Carmen se estremeció de espanto. Elevaba sus ojos a la Virgen, extraviados por el miedo. Su nariz parecía afilarse con la emoción entre las mejillas hundidas y pálidas. Sentíase enferma; temía desplomarse sobre el pavimento con un síncope de terror. Intentaba rezar otra vez, aislarse en su oración, para no escuchar los ruidos de fuera, transmitidos por las paredes con una sonoridad desesperante. Pero a pesar de estos propósitos, llegaba a su oído un lúgubre chapoteo de agua y las voces de ciertos hombres, que debían ser médicos y enfermeros, animando al picador.
Este se quejaba con una rudeza de jinete montaraz, queriendo ocultar al mismo tiempo, por orgullo viril, el dolor de sus huesos quebrantados.
—¡Virgen de la Soleá! ¡Mis hijos!... ¿Qué van a comé los pobres churumbeles si su pare no pué picá?...
Carmen se levantó. ¡Ay, no podía más! Iba a caer desplomada si seguía en aquel sitio obscuro estremecido por ecos de dolor. Necesitaba aire, ver el sol. Creía sentir en sus propios huesos el mismo suplicio que hacía gemir a aquel hombre desconocido.
Salió al patio. Sangre por todos lados: sangre en el suelo y en las inmediaciones de unas cubas, donde el agua mezclábase con el líquido rojo.
Retirábanse los picadores del redondel. Habían hecho la señal para la suerte de banderillas, y los jinetes llegaban sobre sus caballos manchados de sangre, con el pellejo rasgado y colgando de sus vientres el repugnante bandullo de las entrañas al aire.

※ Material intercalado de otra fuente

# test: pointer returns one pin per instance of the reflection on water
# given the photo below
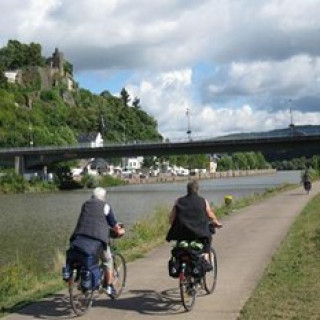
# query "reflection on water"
(32, 226)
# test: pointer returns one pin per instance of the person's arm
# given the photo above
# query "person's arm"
(211, 215)
(172, 214)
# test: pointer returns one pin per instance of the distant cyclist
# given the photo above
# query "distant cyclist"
(95, 218)
(306, 180)
(189, 218)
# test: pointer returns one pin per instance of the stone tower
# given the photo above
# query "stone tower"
(57, 61)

Desmontábanse los jinetes, hablando con animación de los incidentes de la corrida. Carmen vio a Potaje apearse con toda la pesadez de su vigorosa humanidad, lanzando una retahila de maldiciones al «mono sabio» que le ayudaba torpemente en su descenso. Parecía entorpecido por sus ocultas perneras de hierro y por el dolor de varios batacazos. Llevábase una mano a la espalda para rascarse con dolorosos desperezos, pero sonreía, mostrando su amarilla dentadura de caballo.
—¿Habéis visto ustés que güeno ha estao Juan?—decía a todos los que le rodeaban—. Hoy viene güeno de veras.